Well when it comes to Jairus Birech, it’s complicated. First, when it comes to the men’s steeplechase, simple math dictates that some of the world’s best runners are going to be left out of the Olympics. Seven of the 10 fastest men in the world this year were Kenyan and Kenya can only send three guys to the Olympics. But Birech’s situation was especially weird. Going into the Kenyan Olympic Trials, he was led to believe he was assured of a spot in the Games. Birech was banged up entering the meet, so after qualifying in his heat, he dropped out midway through the final. Unfortunately for him, Conseslus Kipruto, Ezekiel Kemboi and Brimin Kipruto decided to force Athletics Kenya’s hand. The three men toasted the field in the Trials final, with Conseslus Kipruto and Kemboi allowing Brimin Kipruto to win

Athletics Kenya wasn’t going to leave off Conseslus Kipruto, who had dominated the Diamond League all year long. And they weren’t going to leave off Kemboi, who had won five straight global titles. But after Brimin Kipruto, the 2008 Olympic champ, had won the Trials, how could they leave him off too? They didn’t, taking Kipruto over Birech to Rio (a source told us that the two Kiprutos and Kemboi let Brimin Kipruto win as they knew if the reigning Olympic champ Kipruto ‘won’ the Trials he’d be put on the team and thus they wouldn’t have to worry about Birech in Rio). The decision was defensible, but Birech wound up on the short end of the stick, in part because Kenya’s Trials, unlike the U.S. system, allow for some wiggle room (for example, Athletics Kenya essentially ignored the results of the men’s 10,000 at the Trials and took two wildcards instead). What actually unfolded was undoubtedly an interesting situation, but in this case the fairest solution would have been for Athletics Kenya to make clear BEFORE THE RACE that the selection criteria would be the first three past the post.
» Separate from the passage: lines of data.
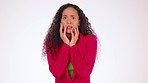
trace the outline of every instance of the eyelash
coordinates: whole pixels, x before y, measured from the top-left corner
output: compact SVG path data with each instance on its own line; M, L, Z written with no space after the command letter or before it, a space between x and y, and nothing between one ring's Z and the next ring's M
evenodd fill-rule
M63 17L63 19L67 19L66 17ZM72 19L75 19L75 17L72 17Z

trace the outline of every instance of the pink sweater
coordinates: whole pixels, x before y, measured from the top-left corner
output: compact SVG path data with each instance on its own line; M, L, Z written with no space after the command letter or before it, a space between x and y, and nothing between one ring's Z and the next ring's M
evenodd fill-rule
M49 70L55 77L55 83L90 83L96 51L96 36L80 33L76 45L70 47L62 43L60 49L56 50L57 57L47 52ZM69 60L74 67L72 78L68 74Z

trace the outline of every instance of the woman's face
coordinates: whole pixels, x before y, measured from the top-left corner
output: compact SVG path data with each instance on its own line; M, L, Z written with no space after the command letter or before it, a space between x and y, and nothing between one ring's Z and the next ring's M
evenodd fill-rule
M77 10L72 7L64 9L61 23L66 28L66 33L71 33L72 28L79 26L79 16Z

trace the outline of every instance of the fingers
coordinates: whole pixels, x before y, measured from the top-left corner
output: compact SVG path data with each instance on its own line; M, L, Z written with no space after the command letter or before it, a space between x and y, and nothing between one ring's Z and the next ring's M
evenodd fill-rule
M74 28L74 32L75 32L75 35L79 35L78 27L75 27L75 28Z
M60 23L60 34L62 34L62 33L63 33L63 24Z
M65 28L65 26L64 26L64 34L66 35L66 28Z

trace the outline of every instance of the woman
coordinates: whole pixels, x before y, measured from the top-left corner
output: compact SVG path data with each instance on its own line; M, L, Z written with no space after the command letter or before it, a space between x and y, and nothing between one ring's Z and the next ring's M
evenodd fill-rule
M55 83L90 83L96 52L97 37L83 11L74 4L61 6L43 46Z

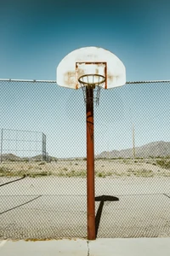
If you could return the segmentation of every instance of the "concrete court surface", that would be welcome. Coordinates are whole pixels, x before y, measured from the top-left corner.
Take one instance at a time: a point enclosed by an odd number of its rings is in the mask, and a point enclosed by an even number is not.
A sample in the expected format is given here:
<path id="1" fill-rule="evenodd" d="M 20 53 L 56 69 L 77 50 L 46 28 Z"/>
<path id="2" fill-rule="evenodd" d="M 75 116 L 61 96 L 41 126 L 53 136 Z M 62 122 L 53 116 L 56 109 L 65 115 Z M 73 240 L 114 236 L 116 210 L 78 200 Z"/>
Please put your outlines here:
<path id="1" fill-rule="evenodd" d="M 169 256 L 170 238 L 0 242 L 1 256 Z"/>
<path id="2" fill-rule="evenodd" d="M 98 237 L 170 236 L 169 177 L 96 178 L 102 195 L 119 201 L 105 202 Z M 1 240 L 87 237 L 85 178 L 26 177 L 1 187 L 0 201 Z"/>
With that said, Birech was very good on the Diamond League circuit and finished with the second-fastest time in the world behind Kipruto. However, he’s yet to show that he’s a championship steepler (remember, he was fourth at Worlds last year despite entering as the favorite), something he will look to remedy next year in London.

LRC in Kenya One Week, Three Workouts: Behind the Scenes with Renato Canova, Florence Kiplagat, Thomas Longosiwa and Jairus Birech
LRC Jairus Birech archives

4. Mahiedine Mekhissi-Benabbad • France • 31 years old • 8:08.15 sb (#3) • Olympic bronze medallist • European champion

DL results: 3rd Brussels (DL final)

Mekhissi-Benabbad may be the one with the Olympic medal, but anyone who watched that race should recognize Ezekiel Kemboi as the rightful bronze medallist. Kemboi crossed the line in third, over three seconds up on Mekhissi-Benabbad (despite slowing down at the line), yet was DQ’d for putting one foot inside the cones over a mile from the finish line. Technically, Kemboi did not run the full distance and was liable to disqualification. France lodged a protest, which was granted, handing the bronze to Mekhissi-Benabbad — despite the fact that Kemboi’s action had zero impact on the outcome of the race.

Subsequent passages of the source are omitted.